The exhaust pipe 26 terminates at its lower end with an expansion chamber 58 that is formed in the drive shaft housing 18 and thus the exhaust gases can be silenced by expansion in this expansion chamber and then discharged to the atmosphere through a suitable underwater exhaust gas discharge system, which can utilize a through the hub exhaust.
It has been noted that the lubricant is drawn from the oil pan by the oil pump 28. A strainer 59 depends into a lower surface of the oil pan 27 and is connected by means of a conduit 61 to a flange 62 that is mounted to the underside of the exhaust guide 24. This communicates directly with the inlet side of the oil pump 28 in any suitable manner.
It should be noted that the rearward end of the oil pan 27 extends rearwardly adjacent an upstanding integral wall 63 of the drive shaft housing 18. The lower portion of the oil pan 27 is formed with a drain nipple 64 which has an axial extent that is parallel to the axis of rotation of the drive shaft 17 and thus is vertical.
A drain plug 65 is threadingly engaged in this drain nipple 64 and is accessible through a vertically extending opening 66 formed in the rearward portion of the drive shaft housing 18 just forward and adjacent the wall 63. A combined seal and protective tube 67 is interposed between the upper end of a ledge 68 formed forwardly of the wall 63 and the lower surface 57 of the oil pan 27. This provides not only a seal but will also dampen vibrations and protect the components.
The way in which water is returned from the engine cooling jacket back to the body of water in which the water craft is operating will now be described in detail by continued reference primarily through FIGS. 2-4.
First, there is provided a main water drain passage 69 (FIGS. 3 and 4) that extends through the exhaust guide 24 and in the upper portion of the oil pan 27 which communicates with an outer peripheral volume 71 that extends between the outer peripheral wall 52 of the oil pan 27 and the inner peripheral wall of the drive shaft housing 18. This is on the outer surface of the oil pan 27 and thus provides further insulation and protection of the oil pan 27 from heat.
Also, the cooling water will flow across a portion 72 of the outer wall 52 which portion is not wetted on its internal surface by the oil in the reservoir volume 46. In other words, the oil reservoir volume 46 does not completely circle the inner wall 51 of the oil pan 27. This is the common portion with the inner wall as previously noted.
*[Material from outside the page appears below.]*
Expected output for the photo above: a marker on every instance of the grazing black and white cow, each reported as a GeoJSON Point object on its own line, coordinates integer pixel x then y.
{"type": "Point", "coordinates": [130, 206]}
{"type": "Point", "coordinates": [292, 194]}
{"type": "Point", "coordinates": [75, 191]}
Thus, the wall portion 72 is not wetted directly by the oil and this unwetted portion is in the vicinity of the water return 69.
A smaller water return path in the area of the inner wall 51 and around the periphery of the exhaust pipe 54 is provided by a weep passage 73. This passage 73 is covered on its upper portion by a shroud or seal 74 held in place by a pair of small threaded fasteners 75.
An above the water low speed idle exhaust gas discharge path will now be described also by reference to FIGS. 2-4. This is comprised of an idle exhaust gas discharge opening 76 that is formed in the upper portion of the exhaust pipe 26 adjacent the flange 55. This small opening is shielded by a baffle 77 which is affixed by welding to the outer peripheral edge of the exhaust pipe 26. The baffle 77 is interposed between the opening 71 and the weep passage 73 so as to ensure that water cannot enter the exhaust pipe in this area through the idle exhaust gas discharge 76.
Thus, when there is a high enough back pressure in the underwater exhaust gas discharge, exhaust gases may flow in the direction indicated by the arrows 78 through the exhaust pipe opening 76 and downwardly under the direction of the baffle 77 into the area 53. Thus, there is a contraction and expansion of these exhaust gases that will be provide a good silencing effect.
These exhaust gases then flow downwardly to a small opening 79 formed in the oil pan wall portion 72. Hence, this unwetted portion of the oil pan wall 72 affords an exhaust gas discharge which can be formed above the lower end of the exhaust pipe 54 and through which the exhaust gases for the above the water discharge can pass.
These exhaust gases then can flow upwardly through the cavity 71 between the drive shaft housing 18 and the outer wall 52 of the oil pan 27. Thus these gasses need not pass below the oil pan 27, as with prior art constructions. This permits the drain nipple 64 to be located as it is.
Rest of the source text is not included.